I know you place a great deal of weight on these quotes from the abstract. And you know I don't. I would advise everyone who is interested, for an improved understanding, to read and understand the detailed discussion freely available in the Appendix. I will provide the link at the bottom. The reasons I don't blindly accept the authors suggestion of unlikelihood of over-estimation are, in part, the lack of real data presented by the very same authors to support such a suggestion, and in part, the other words of the authors themselves. Let's put the abstract aside. It seems to be a summary of these last two paragraphs, in the Appendix, interpreting "Table 14":
In the Appendix, Section 4, the authors identified and modeled 8 or 9 scenarios of non-compliance. It would seem they are suggesting "unlikely", based, at least in part, on Table 14 containing many "-" entries, and only 1 "+" entry.
First, nothing in the study gives the authors any special indication of the likelihood of compliance in any of these scenarios. Intuitively, some scenarios (e.g. non-dopers admitting doping) are less likely than others (e.g. dopers lying about doping), but the authors have no way to estimate or measure true compliance or non-compliance in any scenario that they've identified.
Rather, when looking at how Table 14 was produced, we find that the "various assumptions" and "numerous hypothetical scenarios" they spoke of are quite simply blanket assumptions of 30% non-compliance for every scenario. This looks like a useful assumption for discarding several scenarios of non-compliance as having a small effect, even for large non-compliance. But such a blanket assumption, with no supporting data or rationale or other basis, cannot support an overall suggestion of "unlikely to have overestimated".
The other thing about Table 14 is that these various scenarios are not independent, but rather there is a fair amount of overlap. For example, the "Underreporting Doping", with a small modification, would be a superset of all these other scenarios: "Switch from B to A", "Responding to Question A", "Automatic no Responding" and "Cheating with no Responding".

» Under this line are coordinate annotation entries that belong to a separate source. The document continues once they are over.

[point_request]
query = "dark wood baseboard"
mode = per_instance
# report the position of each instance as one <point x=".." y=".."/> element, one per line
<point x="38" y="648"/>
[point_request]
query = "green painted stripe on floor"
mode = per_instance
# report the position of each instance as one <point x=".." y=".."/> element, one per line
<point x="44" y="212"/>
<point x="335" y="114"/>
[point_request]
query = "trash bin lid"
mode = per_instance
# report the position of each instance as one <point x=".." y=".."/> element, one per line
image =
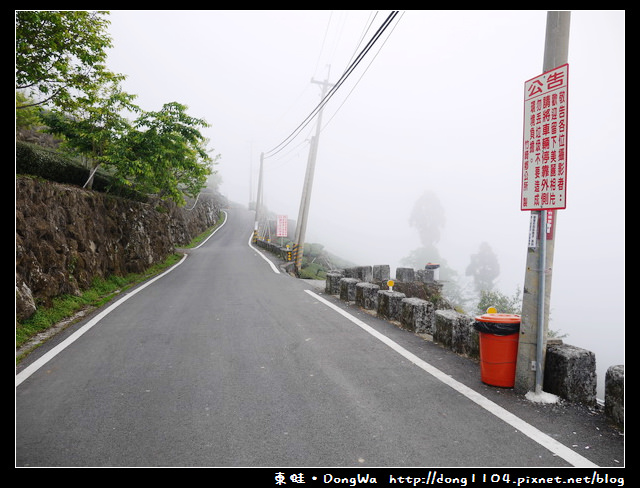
<point x="499" y="318"/>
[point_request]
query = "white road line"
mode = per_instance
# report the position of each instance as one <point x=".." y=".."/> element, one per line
<point x="540" y="437"/>
<point x="45" y="358"/>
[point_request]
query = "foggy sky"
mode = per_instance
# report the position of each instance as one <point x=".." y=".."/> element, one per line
<point x="437" y="104"/>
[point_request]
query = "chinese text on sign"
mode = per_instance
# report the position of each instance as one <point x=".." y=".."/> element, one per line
<point x="544" y="155"/>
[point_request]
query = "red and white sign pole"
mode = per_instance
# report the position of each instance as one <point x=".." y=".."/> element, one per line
<point x="543" y="191"/>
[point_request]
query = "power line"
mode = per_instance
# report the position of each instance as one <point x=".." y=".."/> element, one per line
<point x="333" y="90"/>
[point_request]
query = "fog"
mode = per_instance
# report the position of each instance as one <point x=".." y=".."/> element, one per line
<point x="435" y="105"/>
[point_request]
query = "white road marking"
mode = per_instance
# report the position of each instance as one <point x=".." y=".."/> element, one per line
<point x="45" y="358"/>
<point x="540" y="437"/>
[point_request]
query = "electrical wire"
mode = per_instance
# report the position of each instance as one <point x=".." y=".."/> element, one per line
<point x="335" y="87"/>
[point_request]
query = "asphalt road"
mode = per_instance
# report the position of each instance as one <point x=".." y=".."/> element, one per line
<point x="225" y="362"/>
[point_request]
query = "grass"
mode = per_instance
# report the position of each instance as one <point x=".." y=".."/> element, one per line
<point x="102" y="291"/>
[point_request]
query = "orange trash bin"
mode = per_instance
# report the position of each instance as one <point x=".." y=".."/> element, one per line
<point x="498" y="334"/>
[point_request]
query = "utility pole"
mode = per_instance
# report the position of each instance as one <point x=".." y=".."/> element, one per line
<point x="534" y="324"/>
<point x="301" y="227"/>
<point x="259" y="209"/>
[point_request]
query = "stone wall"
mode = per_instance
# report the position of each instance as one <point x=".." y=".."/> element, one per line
<point x="416" y="304"/>
<point x="67" y="236"/>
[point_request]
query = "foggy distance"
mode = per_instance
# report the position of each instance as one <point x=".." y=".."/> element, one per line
<point x="434" y="107"/>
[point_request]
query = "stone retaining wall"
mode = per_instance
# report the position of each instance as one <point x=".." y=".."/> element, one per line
<point x="569" y="371"/>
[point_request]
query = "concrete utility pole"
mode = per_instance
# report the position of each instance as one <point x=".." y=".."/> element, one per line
<point x="301" y="227"/>
<point x="537" y="287"/>
<point x="259" y="209"/>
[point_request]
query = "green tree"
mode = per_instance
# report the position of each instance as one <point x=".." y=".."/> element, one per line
<point x="166" y="154"/>
<point x="60" y="54"/>
<point x="97" y="129"/>
<point x="427" y="216"/>
<point x="484" y="268"/>
<point x="27" y="116"/>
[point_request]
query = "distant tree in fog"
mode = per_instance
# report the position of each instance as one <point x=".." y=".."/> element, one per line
<point x="427" y="216"/>
<point x="484" y="268"/>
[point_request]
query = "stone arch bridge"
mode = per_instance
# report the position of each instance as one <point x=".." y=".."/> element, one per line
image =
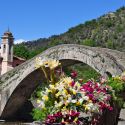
<point x="17" y="85"/>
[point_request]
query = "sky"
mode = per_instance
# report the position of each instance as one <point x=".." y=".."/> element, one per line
<point x="33" y="19"/>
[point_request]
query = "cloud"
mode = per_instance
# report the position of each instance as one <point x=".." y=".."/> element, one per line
<point x="19" y="41"/>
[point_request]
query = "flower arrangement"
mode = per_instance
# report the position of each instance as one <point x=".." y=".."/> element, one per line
<point x="66" y="101"/>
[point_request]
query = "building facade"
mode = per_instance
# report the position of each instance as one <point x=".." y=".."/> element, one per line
<point x="7" y="60"/>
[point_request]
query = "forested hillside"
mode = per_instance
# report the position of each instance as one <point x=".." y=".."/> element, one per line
<point x="106" y="31"/>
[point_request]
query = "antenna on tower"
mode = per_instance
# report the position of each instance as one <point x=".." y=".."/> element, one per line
<point x="8" y="29"/>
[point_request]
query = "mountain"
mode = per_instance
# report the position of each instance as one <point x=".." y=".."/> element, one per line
<point x="106" y="31"/>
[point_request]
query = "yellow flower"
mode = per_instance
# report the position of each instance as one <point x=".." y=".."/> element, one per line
<point x="65" y="91"/>
<point x="45" y="97"/>
<point x="67" y="80"/>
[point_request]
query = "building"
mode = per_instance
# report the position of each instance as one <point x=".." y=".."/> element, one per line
<point x="7" y="60"/>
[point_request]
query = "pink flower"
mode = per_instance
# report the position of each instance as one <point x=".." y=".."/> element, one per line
<point x="73" y="74"/>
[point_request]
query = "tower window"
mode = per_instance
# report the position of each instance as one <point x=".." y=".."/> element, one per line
<point x="4" y="48"/>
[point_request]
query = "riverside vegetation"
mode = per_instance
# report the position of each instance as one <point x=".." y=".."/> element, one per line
<point x="67" y="100"/>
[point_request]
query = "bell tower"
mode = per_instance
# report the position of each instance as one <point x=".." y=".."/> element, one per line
<point x="7" y="51"/>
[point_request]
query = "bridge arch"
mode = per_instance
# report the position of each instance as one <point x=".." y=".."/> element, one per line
<point x="14" y="82"/>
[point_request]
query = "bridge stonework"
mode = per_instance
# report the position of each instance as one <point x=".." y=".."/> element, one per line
<point x="103" y="60"/>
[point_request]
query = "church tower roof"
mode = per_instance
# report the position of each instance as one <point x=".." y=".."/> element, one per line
<point x="7" y="34"/>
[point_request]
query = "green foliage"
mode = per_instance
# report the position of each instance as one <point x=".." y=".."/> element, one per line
<point x="38" y="114"/>
<point x="118" y="86"/>
<point x="91" y="33"/>
<point x="21" y="51"/>
<point x="84" y="71"/>
<point x="109" y="44"/>
<point x="88" y="42"/>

Another issue found in the closing paragraphs is factual. They say "none of the various assumptions would have caused us to overestimate the true prevalence within our sample by more than 3%". This looks factually incorrect, contradicted by Table 12A "Automatic yes Responding". Assuming 30% non-compliance, as they did, the true prevalence becomes 8.9%, resulting in a signficant over-estimate of 34.7% -- way more than 3%. So either:
1) This statement (that helps form the basis for "unlikely to have overestimated") is a lie
2) The authors are now talking about another estimate where "Automatic yes Responding" was already eliminated (see Table 4): 31.4%
So assessing the authors suggesting the unlikelihood of overestimates requires:
- assessing the likelihood of dopers under-reporting doping -- something the authors don't know
- assessing the likelihood of non-dopers over-reporting non-doping -- something the authors don't know
- assessing the likelihood of automatic yes responses -- something the authors don't know
- assessing the likelihood of automatic no responses -- something the authors don't know
- assessing the likelihood of any non-compliance -- something the authors don't know
Any opinion by the authors of the unlikelihood of overestimating, is not based on data that can be found in the study, but based on any preconceptions that they brought with them into the study.